Section 23G governs the admissibility of expert evidence in child sexual abuse cases. The section authorizes the giving of expert evidence on the question whether a complainant’s behaviour was consistent or inconsistent with that of a sexually abused child of similar age.
The expert may not give an opinion under the section as to whether or not the child has been abused, or whether or not the accused is the perpetrator.
The Court in R v A held, “not only must the evidence say whether there is consistency or inconsistency with the behaviour of sexually abused children of the same age group, but the expert must articulate how consistent it is and also say if it is consistent with other factors”.
“What the Court is saying is you’ve got to know how likely a behaviour is if there’s sexual abuse, and how likely it is if there’s no sexual abuse. That’s the proper measure of its probative value,” Bernard Robertson, co-author of Interpreting Evidence: Evaluating Forensic Science in the Courtroom and chapters of Cross on Evidence said. According to Robertson, the “bald statement” that the evidence is consistent with sexual abuse is of no probative value and is “hence irrelevant”.
Commentators claim the evidence given as to whether behaviour was consistent with sexual abuse in the infamous Christchurch Civic Crčche case R v Ellis under s 23G(2)(c) would not pass the standard set by R v A. “Cases such as these should be the subject of Governor-General’s references to the Court of Appeal, because they’re miscarriages of justice by which hundreds of people have gone to jail,” Robertson said.
“However, as with any case, there is always the possibility of defendants bringing new appeals on the basis of R v A and arguing that their trials were unfair,” he added.
Minister of Justice Phil Goff told NZ Lawyer, “A doesn’t recast the application of s 23G, nor does it restrict the evidence that could be given under section 23G. There is therefore no reason to think that it will have any effect on other cases where s 23G has applied.”
If the R v A yardstick were applied to Ellis, most, if not all, of the ‘behavioural characteristics of child sexual abuse’ presented by prosecution expert witness Dr Karen Zelas in her evidence-in-chief would be considered irrelevant and of no probative value, Hood said.
Zelas did not give evidence about other possible explanations for the observed behaviours in Ellis, Hood said.
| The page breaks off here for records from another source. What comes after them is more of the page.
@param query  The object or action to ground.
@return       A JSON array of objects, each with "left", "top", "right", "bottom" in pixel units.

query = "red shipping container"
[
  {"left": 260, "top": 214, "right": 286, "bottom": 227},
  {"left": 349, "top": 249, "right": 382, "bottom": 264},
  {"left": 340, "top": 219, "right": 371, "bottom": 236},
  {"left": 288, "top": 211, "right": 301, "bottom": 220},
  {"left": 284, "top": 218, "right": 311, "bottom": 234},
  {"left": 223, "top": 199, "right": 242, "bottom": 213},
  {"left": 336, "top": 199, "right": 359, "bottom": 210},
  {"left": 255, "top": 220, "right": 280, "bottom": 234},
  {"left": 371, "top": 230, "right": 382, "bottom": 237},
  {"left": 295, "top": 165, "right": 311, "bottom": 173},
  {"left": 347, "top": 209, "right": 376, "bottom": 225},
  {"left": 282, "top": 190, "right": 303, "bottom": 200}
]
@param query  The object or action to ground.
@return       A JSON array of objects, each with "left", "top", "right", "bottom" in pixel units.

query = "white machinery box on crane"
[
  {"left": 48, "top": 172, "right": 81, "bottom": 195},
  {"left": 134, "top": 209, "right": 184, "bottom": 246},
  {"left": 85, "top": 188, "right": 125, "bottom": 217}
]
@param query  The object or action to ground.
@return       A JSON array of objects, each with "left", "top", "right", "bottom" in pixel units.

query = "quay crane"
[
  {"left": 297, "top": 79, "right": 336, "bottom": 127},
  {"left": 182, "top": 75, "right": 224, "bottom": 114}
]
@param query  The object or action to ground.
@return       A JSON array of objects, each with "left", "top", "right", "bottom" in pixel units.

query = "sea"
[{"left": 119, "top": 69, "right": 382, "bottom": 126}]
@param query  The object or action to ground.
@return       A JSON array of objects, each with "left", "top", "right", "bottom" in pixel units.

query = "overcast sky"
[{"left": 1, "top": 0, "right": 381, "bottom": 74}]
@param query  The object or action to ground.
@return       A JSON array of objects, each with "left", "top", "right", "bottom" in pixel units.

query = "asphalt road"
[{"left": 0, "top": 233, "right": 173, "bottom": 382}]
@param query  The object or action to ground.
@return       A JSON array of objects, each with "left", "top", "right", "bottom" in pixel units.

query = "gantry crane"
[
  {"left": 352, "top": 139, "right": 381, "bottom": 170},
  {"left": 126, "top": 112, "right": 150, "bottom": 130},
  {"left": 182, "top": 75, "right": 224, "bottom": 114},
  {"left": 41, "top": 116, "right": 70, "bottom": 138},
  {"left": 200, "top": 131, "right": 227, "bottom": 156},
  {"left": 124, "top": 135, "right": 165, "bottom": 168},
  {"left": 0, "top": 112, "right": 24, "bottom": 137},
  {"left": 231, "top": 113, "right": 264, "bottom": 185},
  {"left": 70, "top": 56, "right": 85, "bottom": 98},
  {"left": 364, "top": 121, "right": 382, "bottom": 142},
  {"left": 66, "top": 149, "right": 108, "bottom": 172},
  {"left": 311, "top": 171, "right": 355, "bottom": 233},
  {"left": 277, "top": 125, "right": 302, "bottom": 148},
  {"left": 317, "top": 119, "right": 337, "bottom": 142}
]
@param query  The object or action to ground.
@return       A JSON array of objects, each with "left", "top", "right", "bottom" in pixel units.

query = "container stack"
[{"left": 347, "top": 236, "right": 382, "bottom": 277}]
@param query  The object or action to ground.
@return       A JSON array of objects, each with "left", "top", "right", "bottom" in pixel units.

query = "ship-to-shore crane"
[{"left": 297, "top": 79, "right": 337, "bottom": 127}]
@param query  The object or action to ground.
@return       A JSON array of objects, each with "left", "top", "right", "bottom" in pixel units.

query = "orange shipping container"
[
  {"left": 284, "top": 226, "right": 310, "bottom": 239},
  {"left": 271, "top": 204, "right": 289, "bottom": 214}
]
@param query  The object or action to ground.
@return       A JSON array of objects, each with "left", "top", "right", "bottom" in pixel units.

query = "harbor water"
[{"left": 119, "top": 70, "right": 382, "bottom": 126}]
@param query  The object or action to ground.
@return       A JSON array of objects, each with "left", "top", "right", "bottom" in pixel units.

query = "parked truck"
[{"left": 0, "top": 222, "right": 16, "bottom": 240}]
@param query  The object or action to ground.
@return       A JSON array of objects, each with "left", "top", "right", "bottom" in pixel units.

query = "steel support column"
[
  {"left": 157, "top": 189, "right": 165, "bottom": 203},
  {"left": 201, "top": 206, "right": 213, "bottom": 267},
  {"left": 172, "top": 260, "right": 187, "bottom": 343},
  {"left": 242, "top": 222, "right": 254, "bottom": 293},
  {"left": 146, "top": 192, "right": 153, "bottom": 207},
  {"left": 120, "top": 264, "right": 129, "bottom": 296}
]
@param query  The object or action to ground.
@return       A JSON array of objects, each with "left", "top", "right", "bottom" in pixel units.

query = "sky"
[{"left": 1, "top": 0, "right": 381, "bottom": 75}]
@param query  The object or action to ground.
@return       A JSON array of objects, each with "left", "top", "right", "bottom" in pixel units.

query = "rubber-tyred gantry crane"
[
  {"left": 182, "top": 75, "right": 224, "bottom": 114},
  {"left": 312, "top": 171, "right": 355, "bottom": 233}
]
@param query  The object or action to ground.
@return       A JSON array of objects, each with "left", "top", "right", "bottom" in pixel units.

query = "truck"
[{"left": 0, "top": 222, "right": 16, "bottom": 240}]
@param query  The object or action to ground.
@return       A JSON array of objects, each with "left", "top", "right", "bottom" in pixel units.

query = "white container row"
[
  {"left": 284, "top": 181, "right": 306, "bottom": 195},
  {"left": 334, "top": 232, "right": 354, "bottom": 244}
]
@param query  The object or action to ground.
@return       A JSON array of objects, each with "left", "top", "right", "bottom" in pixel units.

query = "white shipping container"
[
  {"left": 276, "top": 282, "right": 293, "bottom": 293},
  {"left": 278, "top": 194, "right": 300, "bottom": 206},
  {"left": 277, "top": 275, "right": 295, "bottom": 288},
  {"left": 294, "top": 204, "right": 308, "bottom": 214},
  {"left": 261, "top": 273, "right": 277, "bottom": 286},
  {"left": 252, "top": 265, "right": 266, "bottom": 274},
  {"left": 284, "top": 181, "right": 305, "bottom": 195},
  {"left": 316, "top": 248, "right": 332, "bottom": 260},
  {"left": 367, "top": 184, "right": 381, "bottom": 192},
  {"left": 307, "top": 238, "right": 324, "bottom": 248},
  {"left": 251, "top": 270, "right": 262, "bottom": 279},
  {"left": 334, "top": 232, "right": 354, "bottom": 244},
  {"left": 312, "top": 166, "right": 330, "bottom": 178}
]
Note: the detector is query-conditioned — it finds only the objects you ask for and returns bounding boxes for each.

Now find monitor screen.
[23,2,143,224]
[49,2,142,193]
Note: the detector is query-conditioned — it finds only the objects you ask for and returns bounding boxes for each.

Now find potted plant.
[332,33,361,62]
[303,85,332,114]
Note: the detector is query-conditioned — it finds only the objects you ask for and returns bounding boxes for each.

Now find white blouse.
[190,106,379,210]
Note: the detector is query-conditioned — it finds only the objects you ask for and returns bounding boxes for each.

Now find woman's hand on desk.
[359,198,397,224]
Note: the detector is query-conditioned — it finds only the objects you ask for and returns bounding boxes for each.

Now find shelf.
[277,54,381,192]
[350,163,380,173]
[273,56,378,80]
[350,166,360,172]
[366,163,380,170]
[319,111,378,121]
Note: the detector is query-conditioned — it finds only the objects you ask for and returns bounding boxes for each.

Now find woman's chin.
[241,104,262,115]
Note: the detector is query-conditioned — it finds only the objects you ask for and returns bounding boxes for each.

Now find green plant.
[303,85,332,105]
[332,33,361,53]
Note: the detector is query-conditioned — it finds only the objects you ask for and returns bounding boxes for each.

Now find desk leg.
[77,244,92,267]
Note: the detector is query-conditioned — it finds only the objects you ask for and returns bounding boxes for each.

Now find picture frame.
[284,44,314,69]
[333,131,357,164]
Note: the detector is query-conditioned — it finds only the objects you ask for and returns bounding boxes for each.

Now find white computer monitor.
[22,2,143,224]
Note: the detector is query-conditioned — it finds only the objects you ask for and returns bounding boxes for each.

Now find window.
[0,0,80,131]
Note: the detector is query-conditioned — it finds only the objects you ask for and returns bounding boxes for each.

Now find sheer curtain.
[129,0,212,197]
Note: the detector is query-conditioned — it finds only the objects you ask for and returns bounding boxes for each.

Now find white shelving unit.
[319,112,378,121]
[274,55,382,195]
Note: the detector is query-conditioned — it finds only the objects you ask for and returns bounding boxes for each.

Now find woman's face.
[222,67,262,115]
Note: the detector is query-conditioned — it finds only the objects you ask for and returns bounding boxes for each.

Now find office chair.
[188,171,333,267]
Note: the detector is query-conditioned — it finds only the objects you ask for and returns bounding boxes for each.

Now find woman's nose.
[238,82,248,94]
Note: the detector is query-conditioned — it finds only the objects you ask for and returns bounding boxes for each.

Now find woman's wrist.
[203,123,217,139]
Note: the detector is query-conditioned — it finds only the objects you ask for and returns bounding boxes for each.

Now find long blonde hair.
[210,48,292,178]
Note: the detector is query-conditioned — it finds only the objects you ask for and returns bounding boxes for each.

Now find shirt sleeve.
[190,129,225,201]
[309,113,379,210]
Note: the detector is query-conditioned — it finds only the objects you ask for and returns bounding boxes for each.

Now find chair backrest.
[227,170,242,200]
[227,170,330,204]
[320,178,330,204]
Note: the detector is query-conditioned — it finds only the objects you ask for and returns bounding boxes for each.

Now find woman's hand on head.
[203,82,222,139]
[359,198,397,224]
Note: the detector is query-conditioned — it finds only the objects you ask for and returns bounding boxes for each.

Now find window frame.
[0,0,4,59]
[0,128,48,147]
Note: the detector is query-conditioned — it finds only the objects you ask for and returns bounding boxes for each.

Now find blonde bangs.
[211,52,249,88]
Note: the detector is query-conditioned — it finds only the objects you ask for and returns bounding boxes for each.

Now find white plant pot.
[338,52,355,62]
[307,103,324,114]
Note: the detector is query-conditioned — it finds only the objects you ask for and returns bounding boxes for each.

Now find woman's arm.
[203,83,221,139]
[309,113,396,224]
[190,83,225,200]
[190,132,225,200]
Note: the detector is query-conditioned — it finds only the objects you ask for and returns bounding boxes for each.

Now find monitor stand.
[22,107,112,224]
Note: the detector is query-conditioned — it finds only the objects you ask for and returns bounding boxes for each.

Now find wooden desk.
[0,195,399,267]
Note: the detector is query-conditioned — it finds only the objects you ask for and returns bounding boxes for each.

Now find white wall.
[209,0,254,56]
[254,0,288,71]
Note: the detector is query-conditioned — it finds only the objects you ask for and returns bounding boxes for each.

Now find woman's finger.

When the defence expert witness, Australian psychologist Dr Keith Le Page, argued that that you needed to look at the background of the children because other possible explanations for the observed behaviours should be considered and you couldn’t say that behaviours were consistent with sexual abuse unless you looked at all the other factors – “which is exactly what R v A is saying you should do,” Hood said – he was “attacked” by both the Crown and the Judge for going outside the provisions of s 23G.
When the comments by the Crown and the Judge in Ellis on Dr Le Page’s concerns are compared with the Court of Appeal’s comments in R v A on the need to explore other possible explanations for the observed behaviours in allegedly abused children, “one is bound to conclude that the jury in Ellis was seriously misled on this point,” Hood said.
Optican said “I have always been suspicious of the database, studies and empirical evidence said to back up testimony under s 23.” He considered that the section may need a “rethink” in light of current evidence about behaviours associated with child sexual abuse and how experts can and should be able to talk about it in Court.
“I would like to see Parliament, informed by expert opinion and analysis, consider the current state of expert knowledge that would allow or not allow expert testimony under s 23G,” Optican said. “If the data is there to support it, Parliament should tell us clearly in a carefully drafted and properly considered statute how an expert can present such evidence and what the criteria of admissibility should be – or repeal the section if it so decides.”
Robertson said, “If evidence is relevant and probative there is no need for legislation admitting it and there is nothing wrong with the common law on who is an expert. The section should be repealed.”